For other pairwise comparisons (RM and behavioral comparisons), statistical significance was tested using two-tailed paired t-tests. Exact t-values, degrees of freedom, and effect sizes (Cohen’s d) are reported in the Results section. Cohen’s d was computed as:

$$d=\frac{\bar{X}-\bar{Y}}{\sqrt{\frac{1}{N-1}\mathop{\sum }_{i=1}^{N}{\left({X}_{i}-{Y}_{i}-\left(\bar{X}-\bar{Y}\right)\right)}^{2}}}$$

where \(X\) and \(Y\) are paired samples with a total number of \(N\) (with \(Y\) = 0 for one-sample t-test). \({X}_{i}\) and \({Y}_{i}\) are the \(i\)th elements from the paired samples. \(\bar{X}\) and \(\bar{Y}\) are mean values of the samples.

To test for tuning effects of RM across conditions (Reg4-4.01, Reg4-4.02, Reg4-4.03, and Reg4-4.06) in the No-gap and Gap tasks, one-way ANOVAs were performed. Effect size for the one-way ANOVA was measured by eta-squared (\({\eta }^{2}\)), defined as:

$${\eta }^{2}=\frac{S{S}_{{between}}}{S{S}_{{total}}}$$

where \(S{S}_{{between}}\) is the sum of squared variation due to the factor (between groups) and \(S{S}_{{total}}\) is the total sum of squares.

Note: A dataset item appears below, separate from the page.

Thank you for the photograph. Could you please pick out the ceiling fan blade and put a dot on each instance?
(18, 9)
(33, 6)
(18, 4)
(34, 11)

To test the relationship between EEG responses and the level of consciousness, we computed Pearson’s correlation coefficients between CRS-R scores from 20 coma subjects and their GFP responses following sound onset and sound change. No significant correlations were observed for either onset or change responses.

In addition, Bayesian statistical analyses were conducted to quantify evidence for the null hypothesis across different types of comparisons. For pairwise comparisons, we used Bayesian paired-sample or independent-sample t-tests with a Jeffreys-Zellner-Siow (JZS) prior, as described by Rouder et al. (2009)59. For group comparisons involving more than two levels, we employed Bayesian one-way ANOVA, using default Cauchy priors on effect sizes (Rouder et al.)60. To assess associations between continuous variables, we conducted Bayesian correlation analyses based on a Jeffreys prior for Pearson’s correlation coefficient (Ly et al.)61. All Bayes factors (BF10) were computed using the BayesFactor toolbox62 for MATLAB. A BF10 > 1 indicates evidence in favor of the alternative hypothesis, whereas a BF10 < 1 indicates evidence in favor of the null.